Melinda and I lived on a three hundred acre farm in Ashfield. Our two hundred year old house, a drafty slate shingled fifteen-room monster, was constantly in need of paint, impossible to heat, and haunted. Fortunately we had our own well-managed woodlot and the ghost was friendly. Even so, the place demanded constant painting, carpentry, pointing, landscaping.
One Thursday in May I was out in the woods with the chainsaw felling the next winter’s cordwood supply. Covered with sweat, bar and chain oil, sawdust and woodchips, I sat on the stump of a freshly felled oak, swatting black flies and sharpening saw teeth. I heard the winding of gears, the roar of an engine and looked up to see Lin driving her Land Rover across the fields and up the logging road where I was working.
She stopped four feet away, turned off the motor, leaned out the window and spoke without smiling. “Thought you were closing a big policy deal.” She was clipping sentences like her old Yankee father.
A bad sign.
“Fell through. Found out this morning.” I out-clipped her.
Shaking her head she switched from Yankee to the condescending psycho-talk common in nearby Northampton with its plethora of shrinks, social workers, academics and their clients, students and hangers-on. “On one level I can really appreciate how hard you work around here, but it seems to me you should be out working another deal instead of wearing bib overalls and playing in the woods.”
“It relaxes me.” I smiled.
She didn’t return it. “That’s your trouble. You relax too much. You didn’t relax so much you’d be a vice-president of the company with a suite of offices in Hartford. Not just a field rep.” Yankee again. In spades.
Melinda had just been offered the presidency of a small, very exclusive woman’s college in Upstate New York. She saw it as a stepping-stone to the headwaters of Smith, Vassar, Mt. Holyoke or Radcliff. She didn’t need a husband who wasn’t a boardroom hot shot, suave and well connected.
Hell, she didn’t need any kind of husband for a trek toward stardom among the Seven Sister Colleges, as evidenced by her setting up housekeeping within weeks of our divorce with a lovely and wealthy blonde Smith senior. With a little work and a lot of drinking, I convinced myself that it was an easier situation to deal with than if she’d run off with another man.
We got divorced. Sold the farm. Fought over custody of the dog, Rumble. I got Rumble. She got rid of me.
Our sons were grown and no problem. Tim, the youngest, was a third year law student at Penn. The older two, Frank and Chris, were partners in a successful New Orleans real estate firm. They inherited Lin’s drive, but got just about as far from her Yankee ways as the country allows.
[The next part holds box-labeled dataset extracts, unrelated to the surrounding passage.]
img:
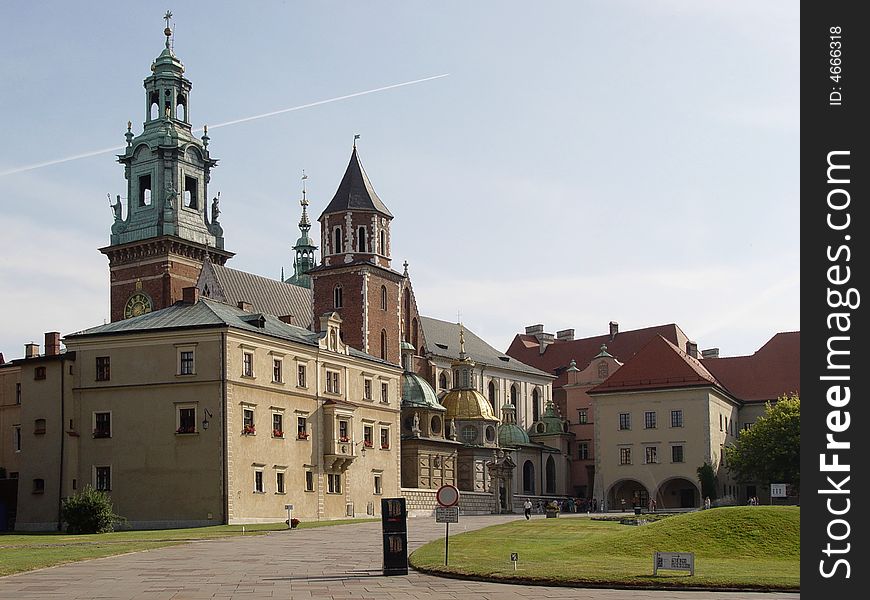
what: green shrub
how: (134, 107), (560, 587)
(61, 485), (124, 533)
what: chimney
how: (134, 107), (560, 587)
(526, 324), (544, 335)
(181, 286), (199, 304)
(45, 331), (60, 356)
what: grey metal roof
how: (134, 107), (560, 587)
(320, 146), (393, 218)
(197, 262), (314, 329)
(420, 315), (555, 379)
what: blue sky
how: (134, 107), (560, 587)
(0, 0), (800, 359)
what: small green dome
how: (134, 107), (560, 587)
(402, 371), (447, 411)
(498, 423), (529, 448)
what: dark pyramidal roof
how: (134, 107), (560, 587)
(320, 146), (393, 219)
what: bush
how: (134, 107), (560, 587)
(61, 485), (125, 533)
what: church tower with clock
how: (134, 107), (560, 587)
(100, 12), (233, 321)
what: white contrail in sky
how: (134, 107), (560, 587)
(0, 73), (450, 177)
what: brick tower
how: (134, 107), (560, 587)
(309, 144), (418, 364)
(100, 13), (233, 321)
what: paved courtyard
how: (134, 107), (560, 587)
(0, 516), (800, 600)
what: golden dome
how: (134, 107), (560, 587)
(441, 389), (498, 421)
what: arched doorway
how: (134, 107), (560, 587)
(656, 477), (701, 508)
(607, 479), (649, 510)
(546, 456), (556, 494)
(523, 460), (535, 494)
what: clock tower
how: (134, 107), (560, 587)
(100, 12), (233, 321)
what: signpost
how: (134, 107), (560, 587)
(653, 552), (695, 575)
(435, 483), (459, 566)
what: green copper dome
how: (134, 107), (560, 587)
(402, 371), (447, 411)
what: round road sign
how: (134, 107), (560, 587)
(435, 483), (459, 507)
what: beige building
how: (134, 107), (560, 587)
(16, 290), (401, 530)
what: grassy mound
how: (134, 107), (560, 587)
(410, 506), (800, 590)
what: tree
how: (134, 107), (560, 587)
(725, 393), (801, 490)
(61, 485), (124, 533)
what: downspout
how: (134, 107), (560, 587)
(57, 359), (66, 531)
(218, 331), (230, 525)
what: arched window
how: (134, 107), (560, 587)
(547, 456), (556, 494)
(332, 227), (342, 254)
(523, 460), (535, 494)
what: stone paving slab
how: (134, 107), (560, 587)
(0, 515), (800, 600)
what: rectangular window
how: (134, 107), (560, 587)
(619, 413), (631, 429)
(97, 356), (111, 381)
(242, 408), (257, 435)
(94, 412), (112, 437)
(242, 352), (254, 377)
(338, 420), (350, 442)
(94, 467), (112, 492)
(326, 371), (341, 394)
(305, 471), (314, 492)
(178, 350), (193, 375)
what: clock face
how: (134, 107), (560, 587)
(124, 292), (151, 319)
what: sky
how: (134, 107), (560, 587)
(0, 0), (800, 360)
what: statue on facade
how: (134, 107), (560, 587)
(211, 192), (221, 223)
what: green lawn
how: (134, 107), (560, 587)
(0, 519), (378, 576)
(410, 506), (800, 590)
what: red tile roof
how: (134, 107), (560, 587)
(588, 335), (723, 394)
(704, 331), (801, 402)
(506, 323), (689, 387)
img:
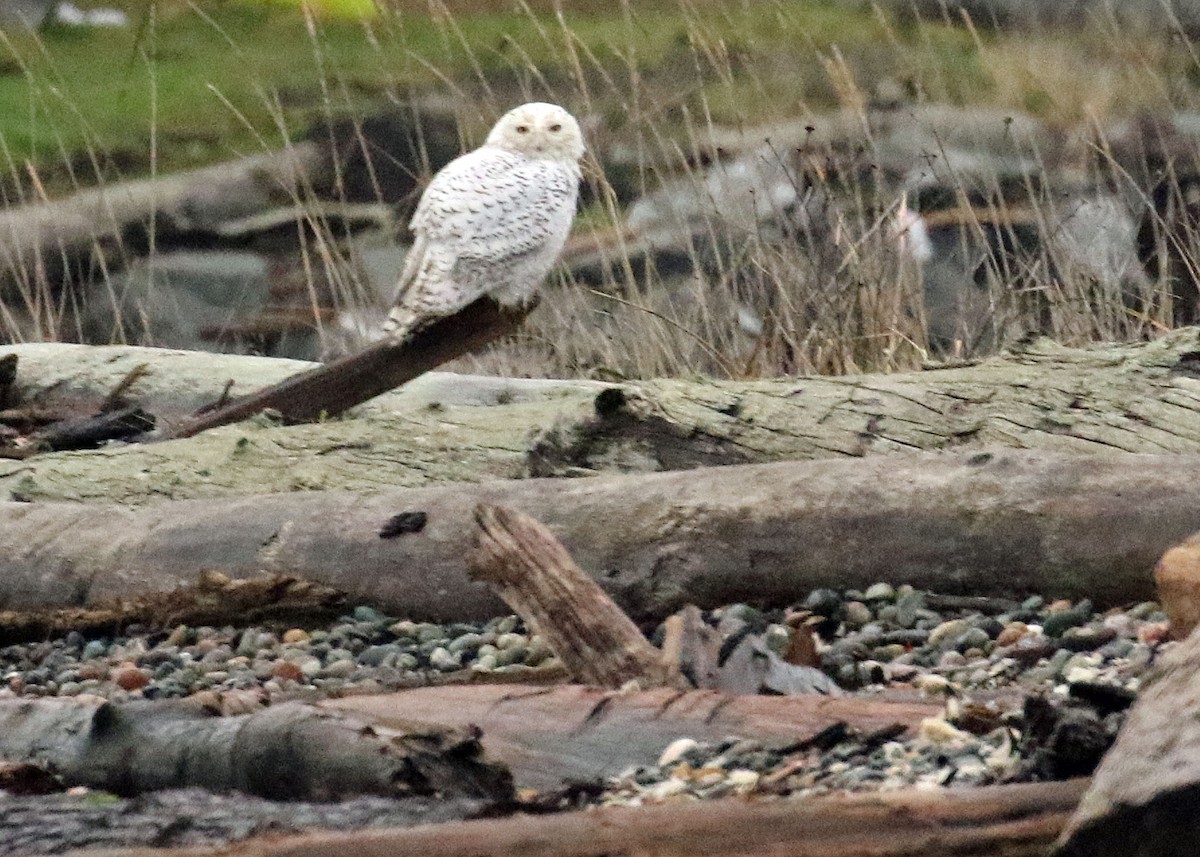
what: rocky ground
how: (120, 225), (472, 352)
(0, 583), (1170, 853)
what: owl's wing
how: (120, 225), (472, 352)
(381, 149), (578, 326)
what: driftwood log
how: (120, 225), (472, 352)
(467, 504), (683, 689)
(163, 298), (533, 439)
(0, 444), (1200, 621)
(1056, 619), (1200, 857)
(319, 684), (943, 789)
(0, 328), (1200, 501)
(0, 697), (511, 802)
(60, 780), (1085, 857)
(0, 571), (346, 646)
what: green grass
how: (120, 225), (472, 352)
(0, 0), (989, 185)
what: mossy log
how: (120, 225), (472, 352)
(0, 142), (334, 294)
(0, 696), (512, 803)
(0, 444), (1200, 621)
(1056, 631), (1200, 857)
(0, 328), (1200, 504)
(319, 684), (944, 789)
(56, 780), (1085, 857)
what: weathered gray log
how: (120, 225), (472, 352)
(467, 503), (686, 690)
(319, 684), (943, 789)
(163, 296), (533, 439)
(56, 780), (1085, 857)
(0, 444), (1200, 619)
(0, 142), (334, 295)
(1056, 631), (1200, 857)
(0, 789), (491, 857)
(0, 571), (346, 646)
(0, 697), (511, 801)
(0, 328), (1200, 503)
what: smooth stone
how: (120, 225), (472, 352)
(388, 619), (418, 637)
(929, 619), (971, 648)
(863, 583), (896, 601)
(496, 631), (529, 652)
(955, 628), (991, 651)
(802, 588), (842, 616)
(358, 643), (401, 666)
(937, 649), (967, 667)
(353, 605), (388, 624)
(430, 646), (462, 672)
(996, 622), (1030, 646)
(415, 622), (445, 642)
(446, 631), (484, 653)
(658, 738), (700, 768)
(318, 659), (359, 678)
(470, 654), (499, 672)
(842, 601), (875, 628)
(492, 646), (529, 667)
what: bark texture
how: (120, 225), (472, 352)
(1056, 619), (1200, 857)
(0, 143), (334, 294)
(164, 298), (532, 439)
(0, 444), (1200, 621)
(0, 697), (511, 801)
(467, 503), (684, 689)
(63, 780), (1099, 857)
(320, 684), (942, 789)
(0, 328), (1200, 503)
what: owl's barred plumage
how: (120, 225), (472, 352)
(384, 102), (583, 337)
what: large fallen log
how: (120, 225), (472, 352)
(0, 142), (335, 295)
(0, 696), (511, 802)
(0, 328), (1200, 503)
(319, 684), (942, 789)
(60, 780), (1086, 857)
(163, 296), (533, 439)
(0, 444), (1200, 621)
(1056, 631), (1200, 857)
(467, 504), (686, 689)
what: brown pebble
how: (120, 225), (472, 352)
(78, 664), (108, 682)
(1138, 622), (1178, 646)
(1156, 534), (1200, 640)
(271, 660), (304, 682)
(113, 664), (150, 690)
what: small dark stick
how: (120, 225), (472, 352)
(467, 503), (689, 688)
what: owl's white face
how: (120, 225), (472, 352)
(486, 101), (583, 162)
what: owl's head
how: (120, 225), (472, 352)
(486, 101), (583, 161)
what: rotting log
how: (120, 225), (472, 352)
(54, 780), (1085, 857)
(467, 503), (685, 689)
(0, 142), (334, 294)
(1056, 631), (1200, 857)
(0, 571), (346, 646)
(0, 328), (1200, 503)
(0, 696), (512, 802)
(319, 684), (943, 789)
(163, 298), (533, 439)
(0, 444), (1200, 621)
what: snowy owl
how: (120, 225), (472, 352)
(384, 102), (583, 338)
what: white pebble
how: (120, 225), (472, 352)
(659, 738), (700, 768)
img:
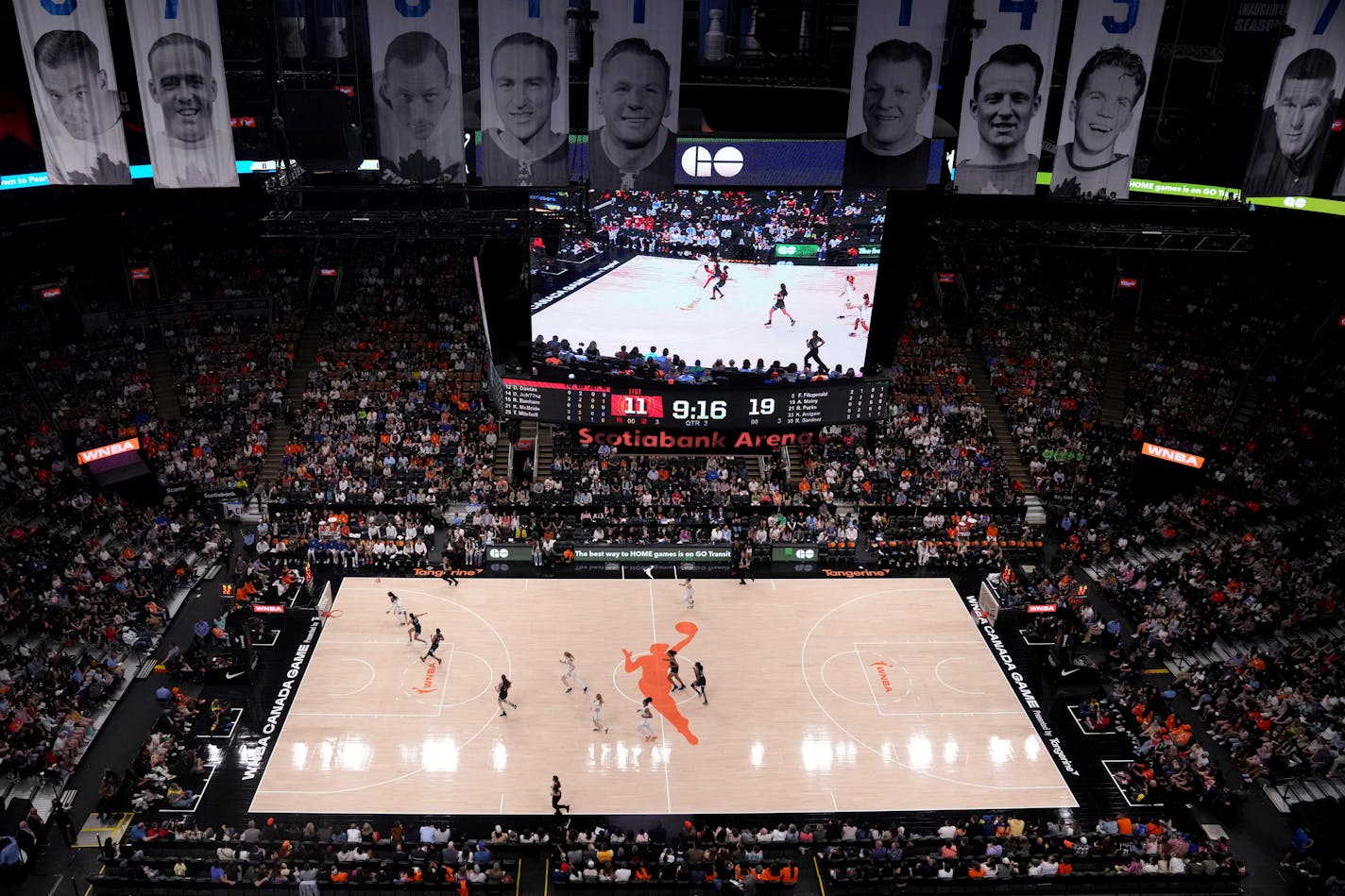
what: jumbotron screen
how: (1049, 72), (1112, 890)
(531, 190), (886, 382)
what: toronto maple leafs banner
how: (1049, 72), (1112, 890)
(13, 0), (130, 184)
(1243, 0), (1345, 199)
(1050, 0), (1166, 199)
(368, 0), (467, 183)
(952, 0), (1062, 195)
(478, 0), (570, 187)
(842, 0), (948, 190)
(124, 0), (238, 188)
(587, 0), (683, 190)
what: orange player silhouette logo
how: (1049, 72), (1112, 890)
(621, 621), (701, 747)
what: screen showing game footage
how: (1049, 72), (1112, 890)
(531, 190), (886, 383)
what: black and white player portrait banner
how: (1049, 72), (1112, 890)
(13, 0), (130, 184)
(478, 0), (570, 187)
(842, 0), (948, 190)
(368, 0), (467, 183)
(954, 0), (1062, 195)
(587, 0), (682, 190)
(127, 0), (238, 188)
(1243, 0), (1345, 197)
(1050, 0), (1166, 199)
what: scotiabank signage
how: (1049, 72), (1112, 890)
(1141, 441), (1205, 469)
(77, 439), (140, 465)
(580, 427), (818, 455)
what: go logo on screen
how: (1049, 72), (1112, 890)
(682, 146), (742, 178)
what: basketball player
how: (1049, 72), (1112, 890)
(593, 694), (606, 735)
(561, 650), (587, 694)
(765, 282), (799, 327)
(406, 614), (425, 645)
(710, 265), (729, 301)
(495, 674), (518, 716)
(635, 697), (657, 744)
(552, 775), (570, 816)
(667, 650), (686, 690)
(421, 628), (444, 666)
(387, 592), (406, 626)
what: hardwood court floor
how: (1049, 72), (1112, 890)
(251, 573), (1076, 814)
(533, 256), (878, 370)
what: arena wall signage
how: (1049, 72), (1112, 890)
(1141, 441), (1205, 469)
(13, 0), (130, 186)
(76, 439), (140, 465)
(127, 0), (238, 188)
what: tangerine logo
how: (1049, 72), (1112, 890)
(412, 663), (438, 694)
(682, 146), (742, 178)
(869, 659), (894, 694)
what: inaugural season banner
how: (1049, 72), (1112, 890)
(842, 0), (948, 190)
(954, 0), (1062, 195)
(13, 0), (130, 184)
(127, 0), (238, 187)
(1243, 0), (1345, 197)
(476, 0), (570, 187)
(587, 0), (683, 190)
(1050, 0), (1166, 199)
(368, 0), (467, 183)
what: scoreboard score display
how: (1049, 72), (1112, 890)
(501, 377), (888, 430)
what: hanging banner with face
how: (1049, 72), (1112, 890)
(587, 0), (683, 190)
(13, 0), (130, 184)
(127, 0), (238, 188)
(952, 0), (1062, 195)
(1050, 0), (1166, 199)
(368, 0), (467, 183)
(478, 0), (570, 187)
(1243, 0), (1345, 197)
(842, 0), (948, 190)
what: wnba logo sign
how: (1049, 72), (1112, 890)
(682, 146), (742, 178)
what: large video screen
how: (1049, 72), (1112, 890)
(531, 190), (886, 383)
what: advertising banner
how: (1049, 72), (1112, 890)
(587, 0), (683, 190)
(954, 0), (1062, 195)
(478, 0), (570, 187)
(13, 0), (130, 184)
(842, 0), (948, 190)
(368, 0), (467, 183)
(1050, 0), (1166, 199)
(127, 0), (238, 188)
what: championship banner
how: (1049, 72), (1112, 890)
(127, 0), (238, 188)
(1050, 0), (1166, 199)
(841, 0), (948, 190)
(476, 0), (570, 187)
(1243, 0), (1345, 197)
(13, 0), (130, 184)
(368, 0), (467, 183)
(587, 0), (683, 190)
(952, 0), (1062, 195)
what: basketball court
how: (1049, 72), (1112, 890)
(533, 256), (878, 370)
(251, 570), (1078, 816)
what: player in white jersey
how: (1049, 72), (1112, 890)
(561, 650), (587, 694)
(593, 694), (606, 735)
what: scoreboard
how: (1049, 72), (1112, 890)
(499, 377), (888, 430)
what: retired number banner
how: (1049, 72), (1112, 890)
(587, 0), (683, 190)
(476, 0), (570, 187)
(842, 0), (948, 190)
(1050, 0), (1166, 199)
(127, 0), (238, 188)
(368, 0), (467, 183)
(13, 0), (130, 184)
(1243, 0), (1345, 199)
(954, 0), (1062, 195)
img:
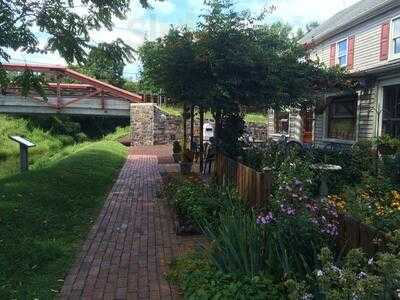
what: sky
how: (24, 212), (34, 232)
(4, 0), (358, 80)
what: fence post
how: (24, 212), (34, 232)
(262, 167), (272, 201)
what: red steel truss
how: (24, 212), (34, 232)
(2, 64), (143, 103)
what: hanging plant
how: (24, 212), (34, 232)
(13, 69), (48, 102)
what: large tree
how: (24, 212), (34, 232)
(72, 39), (134, 87)
(140, 0), (345, 152)
(0, 0), (161, 63)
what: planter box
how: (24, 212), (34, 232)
(172, 153), (182, 164)
(179, 162), (193, 175)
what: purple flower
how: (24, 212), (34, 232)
(257, 212), (275, 225)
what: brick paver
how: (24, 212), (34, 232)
(60, 152), (200, 300)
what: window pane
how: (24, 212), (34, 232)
(393, 19), (400, 37)
(328, 96), (357, 140)
(339, 56), (347, 66)
(339, 40), (347, 57)
(382, 85), (400, 138)
(393, 38), (400, 54)
(329, 119), (355, 140)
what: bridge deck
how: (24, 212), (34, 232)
(0, 95), (130, 117)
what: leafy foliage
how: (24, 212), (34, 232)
(139, 0), (346, 154)
(167, 253), (283, 300)
(0, 0), (159, 63)
(164, 178), (242, 228)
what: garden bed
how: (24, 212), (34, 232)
(165, 138), (400, 299)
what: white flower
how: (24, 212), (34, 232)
(357, 272), (367, 279)
(301, 294), (314, 300)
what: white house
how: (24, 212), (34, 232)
(301, 0), (400, 146)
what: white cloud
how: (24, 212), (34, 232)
(9, 0), (358, 77)
(271, 0), (359, 27)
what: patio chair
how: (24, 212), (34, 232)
(203, 143), (217, 174)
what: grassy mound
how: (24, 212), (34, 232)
(0, 141), (126, 299)
(0, 115), (75, 178)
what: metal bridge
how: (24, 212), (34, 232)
(0, 64), (143, 117)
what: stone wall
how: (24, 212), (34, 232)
(131, 103), (267, 146)
(131, 103), (154, 146)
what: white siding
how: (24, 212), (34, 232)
(312, 8), (400, 72)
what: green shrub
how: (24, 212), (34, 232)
(339, 175), (400, 231)
(167, 254), (284, 300)
(164, 177), (244, 230)
(205, 210), (266, 276)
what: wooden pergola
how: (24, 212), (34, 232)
(182, 104), (204, 172)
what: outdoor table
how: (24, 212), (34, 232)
(311, 164), (342, 197)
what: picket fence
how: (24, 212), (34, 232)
(214, 152), (386, 254)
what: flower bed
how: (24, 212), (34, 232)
(168, 177), (400, 299)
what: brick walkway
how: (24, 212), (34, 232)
(60, 152), (200, 300)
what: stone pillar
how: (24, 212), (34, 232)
(131, 103), (154, 146)
(289, 109), (303, 142)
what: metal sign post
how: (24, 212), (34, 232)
(10, 135), (36, 172)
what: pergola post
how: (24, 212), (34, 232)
(182, 104), (187, 150)
(190, 104), (194, 151)
(199, 105), (204, 173)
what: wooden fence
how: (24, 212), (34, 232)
(215, 152), (386, 254)
(215, 152), (272, 207)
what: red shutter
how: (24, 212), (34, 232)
(329, 43), (336, 67)
(347, 36), (355, 70)
(380, 22), (390, 60)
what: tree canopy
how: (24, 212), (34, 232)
(72, 39), (134, 87)
(139, 0), (345, 110)
(0, 0), (162, 63)
(139, 0), (345, 150)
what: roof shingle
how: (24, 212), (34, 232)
(300, 0), (400, 44)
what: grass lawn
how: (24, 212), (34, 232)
(161, 105), (267, 124)
(0, 141), (127, 299)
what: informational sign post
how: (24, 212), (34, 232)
(10, 135), (36, 172)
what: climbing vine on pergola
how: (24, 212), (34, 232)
(139, 0), (347, 155)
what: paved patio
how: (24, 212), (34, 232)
(60, 147), (203, 300)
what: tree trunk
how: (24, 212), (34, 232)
(199, 106), (204, 173)
(215, 109), (221, 140)
(190, 105), (194, 150)
(182, 104), (187, 150)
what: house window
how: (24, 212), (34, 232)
(382, 85), (400, 138)
(337, 39), (348, 67)
(392, 18), (400, 55)
(328, 95), (357, 140)
(275, 111), (289, 134)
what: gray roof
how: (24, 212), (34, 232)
(300, 0), (400, 44)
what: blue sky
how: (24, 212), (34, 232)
(10, 0), (358, 79)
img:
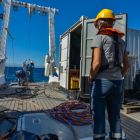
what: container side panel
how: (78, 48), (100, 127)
(60, 35), (69, 88)
(125, 29), (140, 90)
(81, 14), (127, 96)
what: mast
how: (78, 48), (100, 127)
(0, 0), (11, 85)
Financially, after the divorce, I was all set, with my half of the proceeds on the farm, plus our savings and stock portfolio. But I was at loose ends. With no idea of what to do, I rented an apartment in Springfield and played around at selling insurance for another six months, hating every minute of it. Then Tim quit law school to play with a Red Sox farm team.
That was the final straw for me. My marriage was over. Frank and Chris were doing well, making lots of money and enjoying their lives. Tim had become a boy of summer. And I was living in an apartment in Springfield, Massachusetts, not exactly one of the world’s garden spots, selling insurance, writing poetry that no one wanted to publish, and occasionally playing my guitar at open mikes and folk clubs. My life was on hold.
One November Wednesday, more than usually disgruntled, I looked at my life in Springfield. Everything was out of control. I was lonely, depressed and overwhelmed by world and personal events, when I remembered what a friend had told me about his vacation on St. Ursula.
“It’s the most manageable place I’ve ever been,” he said. “It’s got a government pattered after the British system, but it’s only thirty-two square miles and there are less than twelve thousand people in the whole country.”
After a week of thinking about his descriptions of the small island nation, I decided to change my life. Packing a few clothes and my 1950 Martin guitar, I flew from Bradley International Airport to San Juan where I caught an Ursula Air hop to St. Ursula. After three weeks of looking around I bought an old stone West Indian house on an acre and a half plot of ground and spent the next year fixing it up. Buying the house and its repairs took a big bite out of my savings, but with care and a little work on the side, the interest on the balance keeps me in beer and food.
Paradise. At least it might look that way to most outsiders, but the island isn’t an easy place for an American expatriate to live. Aside from the economic opportunities they present, Ursulines don’t care much for people who were not born there. Statesiders and Brits are especially suspect; the Brits because of the legacy of colonialism, statesiders because of how we have despoiled the American islands. As a result I have to watch myself, being careful to keep my place, which requires a maintaining very low profile. For me it’s worth such care to live in a micro world. One where there are a lot of givens and few unknowns.
And here I am. In my fifties, bald, in good health, both physically, mentally and sexually, I’m retired and living alone on an island in a corner of the Caribbean where drunks, drifters, and assorted losers exist on the periphery of an economy geared to providing several weeks of rest and recreation to affluent Canadians, Americans and Brits.
IT WAS DARK when The Yellow Bird pulled into the West End of St. Ursula. The dock was empty, with the exception of a few taxi drivers, the kids who handle the boat’s lines, and my friend Chance, parked outside the customs building, waving as I gathered my bags of mail, the few purchases I had made in St. Thomas, and headed for the ladder to the lower deck.
The woman in the batik sundress was there first. She didn’t have any luggage, just a large cotton purse slung over her shoulder and a small duffle bag.
“Do me a favor,” she said.
It wasn’t a question. Some people can say ‘do me a favor’ making it sound like they’re doing you one by asking. She made it look like a favor too.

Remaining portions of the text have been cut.